Em meados do século XVIII Kant nos deu o modelo de subjetividade moderna com o sujeito transcendental, que é o sujeito racional, consciente e responsável pelos seus atos. Apesar das críticas à metafísica na filosofia contemporânea, não abandonamos essa noção de sujeito. No direito, por exemplo, devemos considerar que cada um de nós é dotado de racionalidade e, consciente de nossos atos, devemos nos responsabilizar por cada um deles. Se assim não fosse, nunca poderíamos ser condenados por crime algum visto que, ao assaltar um banco, por exemplo, sempre poderíamos argumentar que não somos conscientes daquilo que fazemos.

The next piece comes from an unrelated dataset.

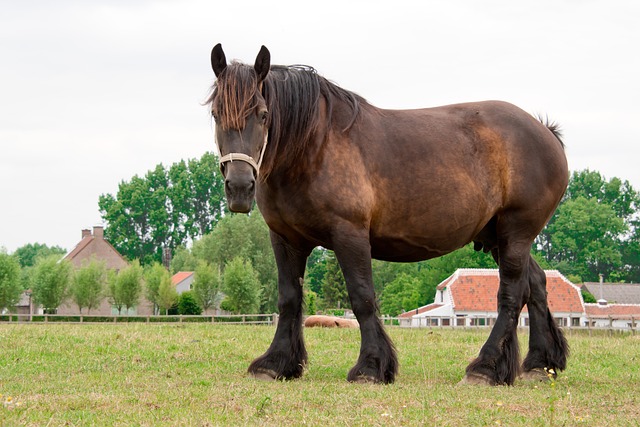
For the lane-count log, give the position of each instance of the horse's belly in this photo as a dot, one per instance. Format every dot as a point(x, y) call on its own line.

Essa noção de responsabilidade aliada ao sujeito também pode ser vista, de um aspecto um pouco diferente, em Sartre, quando a filosofia pós-kantiana busca resolver a questão da relação entre sujeito e objeto. O projeto sartriano, por se manter fiel a uma parcela da fenomenologia de Husserl (a de que a consciência não é um ser, mas sim um movimento, dotado de intencionalidade), concebeu que a consciência é nada, ou seja, não possui uma essência, mas é sempre um projeto, um movimento em direção ao ser. Isso significa dizer que nós, seres humanos, não possuímos uma essência que nos diga quem somos; ao invés disso, somos um projeto sempre inacabado, um “para si”, um movimento. Antes existimos do que somos e, por isso, sua filosofia é chamada de existencialismo. O ser humano, então, existe e, ao longo da sua vida, vai construindo sua essência a partir de um movimento, um “para si” que o coloca sempre em busca do ser. Mas que movimento é esse? A liberdade.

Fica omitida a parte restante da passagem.